Your EFC (Expected Family Contribution) score, which is found in the SAR (Student Aid Report) that you will receive shortly after you’ve submitted the FAFSA application, will determine if you are eligible for a Pell Grant. The lower your EFC score, the better your chances are to receive a Pell Grant. The Expected Family Contribution score takes into account your income, family assets, cost of attendance, and the number of family members in college, which all had to be provided with your FAFSA application, to determine your Pell Grant eligibility.
The maximum Pell Grant award amount for the 2012-2013 school year is $5,550.

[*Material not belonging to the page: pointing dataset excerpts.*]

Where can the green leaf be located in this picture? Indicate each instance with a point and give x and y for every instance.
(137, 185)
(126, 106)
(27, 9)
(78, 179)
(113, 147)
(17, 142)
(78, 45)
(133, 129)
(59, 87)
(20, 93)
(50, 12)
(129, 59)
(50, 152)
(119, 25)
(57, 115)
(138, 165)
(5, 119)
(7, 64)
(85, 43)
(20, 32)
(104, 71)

The income threshold for an automatic zero expected family contribution (EFC) has been reduced from $30,000 to $23,000 for the 2012-2013 award year for both dependent and independent students. This means that students with an income level of $30,000 for the 2011-2012 school year are no longer eligible for an automatic zero EFC and may not receive the maximum Pell Grant award amount.
Another Pell Grant change for the 2012-2013 school year is that the maximum semesters a student is eligible to receive the Pell Grant has been lowered from 18 semesters to 12 semesters. This will impact working students the most, since it takes them longer to complete their education due to other obligations and responsibilities. This change in the duration of students’ Federal Pell Grant eligibility is not limited only to students who received their first Federal Pell Grant on or after the 2008-2009 award year.
The last major 2012-2013 Pell Grant eligibility change is that students must now have a high school diploma from an accredited secondary high school or equivalent, such as a GED, in order to receive a Pell Grant. The law makes an exception for students who have completed a secondary school education in a home school setting that is treated as a home school or private school under State law. Students who do not have a high school diploma or a recognized equivalent (GED), or do not meet the home school requirements, and who first enroll in a program of study on or after July 1, 2012, will not be eligible to receive Title IV student aid. Students will qualify for Title IV student aid under one of the ability-to-benefit (ATB) alternatives if the student was enrolled in a Title IV eligible program prior to July 1, 2012. Those alternatives include the student passing an independently administered, approved ATB test or successfully completing at least six credit hours or 225 clock hours of postsecondary education.